本発明は、液晶性ポリエステルを主成分とする樹脂組成物を使用し、高周波特性を必要とする分野における使用に好適な樹脂成形品、およびその製造方法に関するものである。
従来、耐薬品性、難燃性、機械的特性と同様に電気的特性やはんだ耐熱性に優れる液晶性ポリエステルは、電子部品や機械部品用材料として広く利用されている。例えば、液晶性ポリエステルを含有する樹脂基板に金属被膜を形成して得られる回路基板は、良好な成形性、寸法安定性、高い弾性率および強度を有するので、立体回路基板(MID)用材料としても注目されている。
液晶性ポリエステルを使用した回路基板としては、例えば、液晶性ポリエステルを成形して得た樹脂基板を、真空槽内で表面温度60℃以上となるように加熱しながらスパッタリング、イオンプレーティング、真空蒸着のいずれかの方法で金属被膜を被覆して得られる回路基板(特許文献1)や、液晶性ポリエステルと無機充填材を含有する樹脂組成物を成形して樹脂基板を作製し、樹脂基板の表面にエッチング処理を施して粗面化した後、スパッタリング、イオンプレーティング、あるいは真空蒸着により金属被膜を基板上に形成することにより得られる細線回路用樹脂成型品(特許文献2)が提案されている。
特許第2714440号公報 特公平7−24328号公報
ところで、樹脂材料を成形して得られる回路基板が交流電界の中に置かれる場合、樹脂材料の誘電正接が大きいほど、その回路基板の内部発熱量が増加する。液晶性ポリエステルは、エンジニアリングプラスチックやスーパーエンジニアリングプラスチックのなかでは比較的低い誘電正接(tanδ)を有するが、高周波回路基板のような高周波特性を必要とする分野では、さらに低い誘電正接を有する液晶性ポリエステル系基板の開発が望まれている。
したがって、本発明の主たる目的は、液晶性ポリエステル系樹脂組成物を使用し、低誘電正接を有する樹脂成形品を提供することにある。
すなわち、本発明の樹脂成形品は、液晶性ポリエステルおよびエポキシ基含有エチレン共重合体を含む樹脂組成物を射出成形により成型して得られた立体回路基板用の成型品に、残留酸素濃度が1%以下の条件下、不活性ガス雰囲気中で、前記液晶性ポリエステルの流動開始温度より120℃低い下限温度と前記流動開始温度より20℃低い上限温度の間の温度で熱処理を施すことによって得られ、熱処理なしで前記樹脂組成物から得られる樹脂成形品より小さい誘電正接を有することを特徴とする。
本発明の樹脂成形品の誘電正接は、熱処理なしで前記樹脂組成物から得られる樹脂成形品の誘電正接の90%もしくはそれ以下であることが好ましい。
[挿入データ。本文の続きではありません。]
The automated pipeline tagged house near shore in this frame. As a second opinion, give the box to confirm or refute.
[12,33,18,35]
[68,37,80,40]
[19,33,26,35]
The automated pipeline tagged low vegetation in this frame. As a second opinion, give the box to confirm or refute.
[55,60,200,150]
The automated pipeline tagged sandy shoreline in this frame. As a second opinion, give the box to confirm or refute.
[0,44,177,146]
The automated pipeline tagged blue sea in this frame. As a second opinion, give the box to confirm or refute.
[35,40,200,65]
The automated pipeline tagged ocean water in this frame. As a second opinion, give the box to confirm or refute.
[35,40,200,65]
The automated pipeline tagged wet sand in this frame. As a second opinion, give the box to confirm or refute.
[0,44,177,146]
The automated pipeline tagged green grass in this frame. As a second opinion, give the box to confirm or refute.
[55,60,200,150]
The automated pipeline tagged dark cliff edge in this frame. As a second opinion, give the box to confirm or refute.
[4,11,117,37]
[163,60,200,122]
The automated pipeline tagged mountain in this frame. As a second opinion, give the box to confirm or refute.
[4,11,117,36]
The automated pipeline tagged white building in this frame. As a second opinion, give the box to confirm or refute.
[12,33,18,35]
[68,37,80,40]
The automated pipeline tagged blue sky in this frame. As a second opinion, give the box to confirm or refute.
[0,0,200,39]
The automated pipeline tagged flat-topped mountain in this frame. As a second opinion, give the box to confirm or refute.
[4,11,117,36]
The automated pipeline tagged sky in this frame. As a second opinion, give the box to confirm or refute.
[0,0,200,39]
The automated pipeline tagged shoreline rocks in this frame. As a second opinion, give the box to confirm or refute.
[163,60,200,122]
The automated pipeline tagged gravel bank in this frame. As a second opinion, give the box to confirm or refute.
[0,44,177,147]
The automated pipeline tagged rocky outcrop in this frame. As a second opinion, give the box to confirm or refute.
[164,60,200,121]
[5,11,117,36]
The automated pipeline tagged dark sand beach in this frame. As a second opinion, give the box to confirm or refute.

また、上記エポキシ基含有エチレン共重合体の含有量は、液晶性ポリエステル100質量部に対して0.1〜25質量部であることが好ましい。
本発明のさらなる目的は、上記した樹脂成形品の製造方法を提供することにある。すなわち、この製造方法は、液晶性ポリエステルおよびエポキシ基含有エチレン共重合体を含む樹脂組成物を射出成形により成型し、得られた立体回路基板用の成型品に、残留酸素濃度が1%以下の条件下、不活性ガス雰囲気中で、液晶性ポリエステルの流動開始温度より120℃低い下限温度と前記流動開始温度より20℃低い上限温度の間の温度で熱処理を施し、熱処理なしに前記樹脂組成物から得られる樹脂成形品より小さい誘電正接を有する樹脂成形品を得ることを特徴とする。
本発明によれば、上記した液晶性ポリエステル系樹脂組成物に熱処理を施すことで、その誘電正接を低減することができる。また、この液晶性ポリエステル系樹脂組成物でなる基板上に金属被膜を形成する場合は、低誘電正接とともに改善された密着性と耐熱性を兼ね備えた回路基板を得ることができる。このように、本発明の樹脂成形品は、電気電子産業、とりわけ高周波特性が必要とされる技術分野での使用に適している。
本発明の樹脂成形品を構成する樹脂組成物の主成分であり、好ましくは光学的異方性を有する溶融相を形成する芳香族骨格を有する液晶性ポリエステルとしては、例えば、芳香族ジオールと芳香族ヒドロキシカルボン酸の少なくとも一種のフェノール性水酸基を脂肪酸無水物でアシル化することにより得られるアシル化物と、芳香族ジカルボン酸と芳香族ヒドロキシカルボンの少なくとも1種とのエステル交換/重縮合反応により得られる生成物を使用することが好ましい。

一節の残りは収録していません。